The whole idea of Jedi younglings being taken from their families for training, never to see them again, NEVER sat well with me.

At. All.

As a father of two (now grown) kids, the Jedi would have had to step over my steaming corpse to walk away with one of my kids, and I don't imagine it being different for most parents under most circumstances. The Jedi Order would have been the most hated, vilified organization in the galaxy. The honor or prestige (if there ever was any) of becoming a Jedi would not have come close to trumping the idea that I'd be separated forever from my kid, who would be raised by strangers.

I much prefer the idea (which was established in the comics and such up until the moment of TPM's release) that the Jedi are recruited late in childhood and near puberty, and go away for training like a kid might go to boarding or military school, but not under the concept that they'll never see their families again. Jedi should have been part and parcel of their cultures and societies, not separated or held above them. They should have been allowed to marry and procreate, thus giving credence to the idea that Force sensitivity can run in family lines, like it did for the Skywalkers and the Halcyons of Corellia. They wouldn't have lived in temples in seclusion, but among the people they were sworn to serve. There would have been Jedi doctors, military leaders, law enforcement officers, teachers, you name it.

Anyway.
 
As a father of two (now grown) kids, the Jedi would have had to step over my steaming corpse to walk away with one of my kids, and I don't imagine it being different for most parents under most circumstances. The Jedi Order would have been the most hated, vilified organization in the galaxy. The honor or prestige (if there ever was any) of becoming a Jedi would not have come close to trumping the idea that I'd be separated forever from my kid, who would be raised by strangers.

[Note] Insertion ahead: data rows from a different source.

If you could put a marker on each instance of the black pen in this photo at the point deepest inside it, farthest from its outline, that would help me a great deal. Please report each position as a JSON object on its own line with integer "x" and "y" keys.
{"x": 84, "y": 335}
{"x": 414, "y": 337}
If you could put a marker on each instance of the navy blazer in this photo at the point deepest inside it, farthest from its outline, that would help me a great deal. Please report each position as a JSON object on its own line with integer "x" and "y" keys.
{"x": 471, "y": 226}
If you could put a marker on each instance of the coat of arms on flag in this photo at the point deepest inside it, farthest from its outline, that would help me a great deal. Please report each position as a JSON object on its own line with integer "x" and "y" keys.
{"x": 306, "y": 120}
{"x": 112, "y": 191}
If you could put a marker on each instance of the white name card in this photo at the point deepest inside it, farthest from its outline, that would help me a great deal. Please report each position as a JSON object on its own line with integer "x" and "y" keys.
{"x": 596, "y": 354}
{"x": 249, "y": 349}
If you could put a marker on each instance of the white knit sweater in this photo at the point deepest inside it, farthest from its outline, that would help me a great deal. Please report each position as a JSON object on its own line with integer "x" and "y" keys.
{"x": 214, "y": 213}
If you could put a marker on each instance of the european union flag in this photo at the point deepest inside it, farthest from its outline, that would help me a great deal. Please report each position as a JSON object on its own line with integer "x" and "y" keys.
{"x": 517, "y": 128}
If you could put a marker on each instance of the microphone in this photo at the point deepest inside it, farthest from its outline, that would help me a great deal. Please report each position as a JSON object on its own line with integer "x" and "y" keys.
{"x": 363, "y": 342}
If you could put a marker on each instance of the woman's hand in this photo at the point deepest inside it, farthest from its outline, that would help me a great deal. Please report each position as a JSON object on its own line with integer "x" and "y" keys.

I agree about someone coming for my kids, though we live in relative prosperity in 21st century Western countries.

Most of the Star Wars Galaxy seems to be made up of poor backwater worlds, for many parents they likely see the Jedi as the only means of escape and a decent life. So they have to play by their rules.
 
The whole idea of Jedi younglings being taken from their families for training, never to see them again, NEVER sat well with me.

At. All.

As a father of two (now grown) kids, the Jedi would have had to step over my steaming corpse to walk away with one of my kids, and I don't imagine it being different for most parents under most circumstances. The Jedi Order would have been the most hated, vilified organization in the galaxy. The honor or prestige (if there ever was any) of becoming a Jedi would not have come close to trumping the idea that I'd be separated forever from my kid, who would be raised by strangers.

I much prefer the idea (which was established in the comics and such up until the moment of TPM's release) that the Jedi are recruited late in childhood and near puberty, and go away for training like a kid might go to boarding or military school, but not under the concept that they'll never see their families again. Jedi should have been part and parcel of their cultures and societies, not separated or held above them. They should have been allowed to marry and procreate, thus giving credence to the idea that Force sensitivity can run in family lines, like it did for the Skywalkers and the Halcyons of Corellia. They wouldn't have lived in temples in seclusion, but among the people they were sworn to serve. There would have been Jedi doctors, military leaders, law enforcement officers, teachers, you name it.

Anyway.
Same here. The whole 'no attachments" thing gets under my skin more quickly than anything else.